The best line in Happiness comes toward the very end, when the sisters and their parents are sitting around talking about a grisly New Jersey murder, involving dismemberment and plastic baggies, that occurred in the apartment building of Flynn Boyle's Helen. "Everyone uses baggies; that's why we can relate to this crime," she says. Happiness is one of those twisted American suburbia flicks that contains things that happen every day, probably closer to us than we expect. That's why I could relate to this movie. I don't expect you to; in fact, I don't blame you if you hate it with a passion or don't get past the first ten minutes. Things will happen that will disgust you, revolt you, and disturb you. There is no reason why anyone should like this movie or why it should 'work.' But I was entertained in some sick and twisted way, even while my jaw stayed glued to the floor. Don't say I didn't warn you, and extensively...but I dare you to see it. A-
Represents everything good about indepent film
dementia25 | phoenix, az | 06/02/1999
(5 out of 5 stars)
"Definitely one of the best movies of the decade, and one of the best independent films of all time. I saw this movie in the theater because i was already of fan of the director, Todd Solondz, after seeing and loving his first film, Welcome to the Dollhouse. This film goes where no film has dared even think about going in the past, completely redefing the term "black comedy". The movie intertwines several loosely related plotlines(a la Pulp Fiction), all involving outwardly banal suburban characters whose private lives are actually teeming with depravity and tragedy, ineptitude and self-loathing. The film is at its most audacious when following the trials and tribulations of an average suburban psychologist who also just happens to be a homosexual pedophile. In this particular storyline, Solondz takes this repellent figure, this Grendel of modern society, and exposes his life in such tragically comic and crushingly depressing tones as to make you reevaluate your initial preconceived notions of the John Wayne Gaycie's of the world. This film has the singular distinction of containing the only scene in which i felt the urge to laugh, vomit, and cry simultaneously. If you are a prude or a moralizing, close-minded fundamentalist of one type or another, you will probably find this movie "filthy" and "morally bankrupt". If so, then you, of course, are the type of person who needs to see this movie most of all. Anyone else with an open mind and a taste for shocking, thought provoking media of any kind will enjoy this unsentimental look at the by-products of America's Suburban Utopia."

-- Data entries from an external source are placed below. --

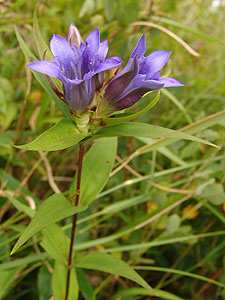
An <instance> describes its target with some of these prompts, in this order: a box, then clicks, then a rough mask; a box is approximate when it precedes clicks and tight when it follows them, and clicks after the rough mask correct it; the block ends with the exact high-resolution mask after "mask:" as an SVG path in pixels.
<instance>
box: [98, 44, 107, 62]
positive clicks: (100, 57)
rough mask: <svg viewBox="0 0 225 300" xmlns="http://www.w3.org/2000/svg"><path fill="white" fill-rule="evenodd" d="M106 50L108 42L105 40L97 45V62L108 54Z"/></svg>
mask: <svg viewBox="0 0 225 300" xmlns="http://www.w3.org/2000/svg"><path fill="white" fill-rule="evenodd" d="M108 50H109V45H108V41H107V40H105V41H103V42H101V43H100V45H99V49H98V59H99V60H103V59H105V58H106V55H107V53H108Z"/></svg>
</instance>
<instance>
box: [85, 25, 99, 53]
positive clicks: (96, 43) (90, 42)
mask: <svg viewBox="0 0 225 300" xmlns="http://www.w3.org/2000/svg"><path fill="white" fill-rule="evenodd" d="M86 43H87V45H88V48H89V50H90V51H91V52H92V53H95V54H96V53H97V52H98V49H99V46H100V32H99V29H98V28H96V29H95V30H94V31H92V32H91V33H90V34H89V35H88V37H87V38H86Z"/></svg>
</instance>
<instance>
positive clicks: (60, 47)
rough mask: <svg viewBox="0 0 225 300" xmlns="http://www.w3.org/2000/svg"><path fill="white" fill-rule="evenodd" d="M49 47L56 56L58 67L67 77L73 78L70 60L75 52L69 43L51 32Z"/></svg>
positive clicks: (72, 58)
mask: <svg viewBox="0 0 225 300" xmlns="http://www.w3.org/2000/svg"><path fill="white" fill-rule="evenodd" d="M50 48H51V51H52V53H53V55H54V56H57V57H58V60H59V62H60V68H61V69H62V71H63V74H64V75H65V76H66V77H67V78H74V77H75V75H74V74H73V69H72V67H71V62H74V60H75V53H74V51H73V50H72V48H71V47H70V45H69V43H68V42H67V40H66V39H64V38H63V37H61V36H59V35H57V34H53V37H52V39H51V41H50Z"/></svg>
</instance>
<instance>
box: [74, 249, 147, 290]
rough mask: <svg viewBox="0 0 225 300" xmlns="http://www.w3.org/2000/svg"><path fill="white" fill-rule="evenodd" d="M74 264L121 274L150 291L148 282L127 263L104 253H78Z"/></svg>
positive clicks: (93, 252) (100, 270)
mask: <svg viewBox="0 0 225 300" xmlns="http://www.w3.org/2000/svg"><path fill="white" fill-rule="evenodd" d="M76 266H77V267H79V268H83V269H91V270H99V271H102V272H107V273H110V274H114V275H119V276H123V277H125V278H128V279H130V280H133V281H134V282H136V283H138V284H139V285H141V286H142V287H144V288H145V289H147V290H150V291H152V289H151V287H150V286H149V285H148V283H147V282H146V281H145V280H144V279H143V278H142V277H141V276H140V275H139V274H138V273H137V272H136V271H134V269H133V268H131V267H130V266H129V265H128V264H127V263H125V262H124V261H122V260H120V259H118V258H116V257H115V256H112V255H109V254H106V253H102V252H97V251H93V252H90V253H88V254H78V255H77V257H76Z"/></svg>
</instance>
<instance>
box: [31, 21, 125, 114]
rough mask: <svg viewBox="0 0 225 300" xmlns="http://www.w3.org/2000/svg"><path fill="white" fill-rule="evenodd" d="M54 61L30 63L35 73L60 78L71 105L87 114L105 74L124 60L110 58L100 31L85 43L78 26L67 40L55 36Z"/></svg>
mask: <svg viewBox="0 0 225 300" xmlns="http://www.w3.org/2000/svg"><path fill="white" fill-rule="evenodd" d="M50 48H51V51H52V53H53V56H54V59H53V61H47V60H40V61H36V62H33V63H31V64H28V67H29V68H31V69H32V70H34V71H37V72H40V73H43V74H46V75H48V76H51V77H55V78H58V79H60V80H61V81H62V82H63V87H64V96H65V99H66V101H67V102H68V104H69V105H70V106H71V107H72V108H73V109H74V110H75V111H77V112H83V111H85V110H86V109H87V108H88V107H89V106H90V105H91V103H92V100H93V98H94V95H95V92H96V90H97V89H98V88H99V86H100V85H101V84H102V81H103V72H104V71H105V70H109V69H112V68H115V67H117V66H119V65H120V64H121V62H122V60H121V59H120V58H119V57H117V56H114V57H110V58H106V55H107V53H108V42H107V41H103V42H100V33H99V30H98V28H96V29H95V30H94V31H93V32H92V33H90V34H89V35H88V37H87V38H86V40H85V43H84V42H83V40H82V38H81V36H80V33H79V31H78V29H77V28H76V26H74V25H73V24H71V25H70V29H69V31H68V34H67V39H64V38H63V37H61V36H59V35H57V34H53V37H52V39H51V42H50Z"/></svg>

Get Out Your Addressbook and See for Yourself
John Dolan | the eXile, Moscow | 09/25/2000
(5 out of 5 stars)
"Happiness tells the terrible truth about our blank lives. No guns, no catchphrases, no handy resolution. This is us. Reviewers who claim that it's too negative should try a simple experiment: get out your addressbook and go through ten randomly-chosen names. Then ask yourself whether Happiness is really an exaggeration of the terrible loneliness of cubicle-life in the American middle class. Hate this film if you like, but at least tell the truth about why you hate it: because it shows the simple, bland, unbearable truth."